朝虹は雨 夕虹は晴れ 5


 部活の時間になっても、千尋はどこか夢現だった。

 先程の教室での話し合い。正直、上手く纏まるなどとは思っていなかっただけに、誰からも否定的な意見が出なかったことに驚いた。

 筆の先に力が伝わって、文字がぐにゃりと歪む。

 そわそわしているのは獅子屋も同じらしく、“払い”が勢い余ってはがきサイズの画用紙からはみ出していた。


「おまえら、やる気あるのか?」


 その様子を逆瀬に見つかって、二人で謝った。

 部活が終わって、昨日のように書道部の面々と下駄箱前で解散して、玄関の前で立ち止まった。

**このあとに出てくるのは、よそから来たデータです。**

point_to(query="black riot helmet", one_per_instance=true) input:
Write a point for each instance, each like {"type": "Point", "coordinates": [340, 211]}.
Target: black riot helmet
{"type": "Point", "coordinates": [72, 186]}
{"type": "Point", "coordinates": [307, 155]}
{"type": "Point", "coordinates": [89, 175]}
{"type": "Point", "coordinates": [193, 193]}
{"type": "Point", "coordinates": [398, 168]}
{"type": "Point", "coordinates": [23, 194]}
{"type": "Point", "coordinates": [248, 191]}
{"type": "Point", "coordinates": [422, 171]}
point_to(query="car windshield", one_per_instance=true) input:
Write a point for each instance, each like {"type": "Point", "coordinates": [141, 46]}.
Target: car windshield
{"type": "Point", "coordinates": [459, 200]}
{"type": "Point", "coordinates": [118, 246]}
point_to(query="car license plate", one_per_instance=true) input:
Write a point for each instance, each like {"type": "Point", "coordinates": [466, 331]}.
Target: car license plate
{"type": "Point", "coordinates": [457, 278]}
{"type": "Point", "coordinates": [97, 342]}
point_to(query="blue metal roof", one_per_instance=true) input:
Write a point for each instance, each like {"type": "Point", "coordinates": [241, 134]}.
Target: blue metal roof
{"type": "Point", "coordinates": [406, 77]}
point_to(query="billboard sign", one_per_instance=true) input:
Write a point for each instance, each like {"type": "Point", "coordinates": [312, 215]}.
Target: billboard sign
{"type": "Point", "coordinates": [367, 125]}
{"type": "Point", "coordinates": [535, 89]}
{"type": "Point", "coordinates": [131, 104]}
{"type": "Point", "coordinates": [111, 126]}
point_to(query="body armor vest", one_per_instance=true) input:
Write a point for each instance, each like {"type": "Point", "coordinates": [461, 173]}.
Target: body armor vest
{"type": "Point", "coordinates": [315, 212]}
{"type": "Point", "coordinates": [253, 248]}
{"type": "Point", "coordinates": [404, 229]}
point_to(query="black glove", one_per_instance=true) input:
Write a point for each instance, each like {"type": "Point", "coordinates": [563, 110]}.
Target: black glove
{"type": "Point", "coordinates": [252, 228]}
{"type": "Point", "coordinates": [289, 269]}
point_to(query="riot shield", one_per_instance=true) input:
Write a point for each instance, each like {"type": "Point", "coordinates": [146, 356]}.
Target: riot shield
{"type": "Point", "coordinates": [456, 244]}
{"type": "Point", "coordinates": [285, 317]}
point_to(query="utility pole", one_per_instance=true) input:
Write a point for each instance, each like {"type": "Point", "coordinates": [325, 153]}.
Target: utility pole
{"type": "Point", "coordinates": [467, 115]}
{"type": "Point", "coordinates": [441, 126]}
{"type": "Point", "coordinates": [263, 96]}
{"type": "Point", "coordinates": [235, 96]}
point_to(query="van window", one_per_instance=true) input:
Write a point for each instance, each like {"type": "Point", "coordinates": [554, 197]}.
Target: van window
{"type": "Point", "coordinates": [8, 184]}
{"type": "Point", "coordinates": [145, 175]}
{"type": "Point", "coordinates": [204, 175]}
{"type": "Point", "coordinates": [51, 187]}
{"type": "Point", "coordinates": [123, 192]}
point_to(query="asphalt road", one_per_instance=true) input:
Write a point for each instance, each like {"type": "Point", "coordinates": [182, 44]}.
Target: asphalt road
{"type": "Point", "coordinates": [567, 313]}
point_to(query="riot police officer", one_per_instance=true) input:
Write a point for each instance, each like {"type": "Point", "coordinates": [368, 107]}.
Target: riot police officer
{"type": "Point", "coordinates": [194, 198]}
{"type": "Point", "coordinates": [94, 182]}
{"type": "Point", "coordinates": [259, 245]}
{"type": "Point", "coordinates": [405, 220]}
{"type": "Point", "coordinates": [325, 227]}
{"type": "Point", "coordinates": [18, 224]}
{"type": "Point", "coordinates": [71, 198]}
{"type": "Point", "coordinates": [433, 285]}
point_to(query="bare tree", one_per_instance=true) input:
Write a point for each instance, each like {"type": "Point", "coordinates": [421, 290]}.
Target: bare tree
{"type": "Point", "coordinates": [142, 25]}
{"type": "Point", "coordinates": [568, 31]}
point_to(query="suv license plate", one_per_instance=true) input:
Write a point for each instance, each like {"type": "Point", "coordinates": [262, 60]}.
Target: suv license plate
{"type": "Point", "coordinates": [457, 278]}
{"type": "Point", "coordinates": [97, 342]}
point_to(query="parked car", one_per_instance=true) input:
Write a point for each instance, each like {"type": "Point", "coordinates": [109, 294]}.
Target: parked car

 昨日、松下に貸した傘は未だ返っていない。今朝も折り畳み傘で登校してきた。

 今日もよく降っているなぁと、背負っていた学生カバンを下ろして、中を探る。


 ――あれ?


 指先の神経を集中して探すものの、傘の撥水加工された布地独特の感触はない。


「どうしたんだ?」


 カバンの中をがさごそと探している千尋を、獅子屋が上から覗き込んだ。


「傘が見当たらなくてさ」

「入れてってやろうか!」

「でも、お前逆方向じゃないか」

「いいってことよー」


 妙に棒読みな獅子屋に、千尋は眉根を寄せた。


 ――何を企んでいるんだ?


「お、そこに居るのは八乙女じゃないかー」

「あ、あれー? 奇遇だねー?」


 さらに幸も加わって、怪しさは増すばかりだ。


「わ、わたしも傘忘れちゃって!」

「そうか! それなら、一緒に帰るか!」

「え? は?」


 ――三人でどうやって?


 千尋が思考を整理するより早く、獅子屋に強引に引きずられて雨の中へ飛び出した。

 獅子屋の傘は大人物の中でも大きいほうだが、三人はさすがに入れない。

 一番背の高い獅子屋が真ん中で傘を持って、千尋と幸が濡れないようにと獅子屋に張り付くようにして歩く。


「せっま!」

「羽鳥くん濡れてないー?」

「大丈夫。八乙女さんは?」

「だいじょーぶ」

「俺には聞かないのか」


 三人で、互いに濡れないようにペースを合わせて歩く。まるで二人三脚を三人でしているようだ。


「とりあえず、八乙女さんから帰らないと」

「わたしは大丈夫だから、羽鳥くんから」


 同じ会話を二人で延々繰り返していると、キリがないと思ったのか、獅子屋が口を開いた。


「じゃあ、間を取って千尋から」

「間っていうか、間にいるだけだろ!」


 結局、二人の意見に押し切られて、千尋が先に帰ることになった。

 なぜだろう。いつもと同じ帰り道なのに、一つ一つが違って見える。

 水溜まりも、アスファルトで弾けて裾を濡らす雨滴も、今朝まで疎ましく思っていたけれど、今は鮮やかで千尋の心を踊らせる。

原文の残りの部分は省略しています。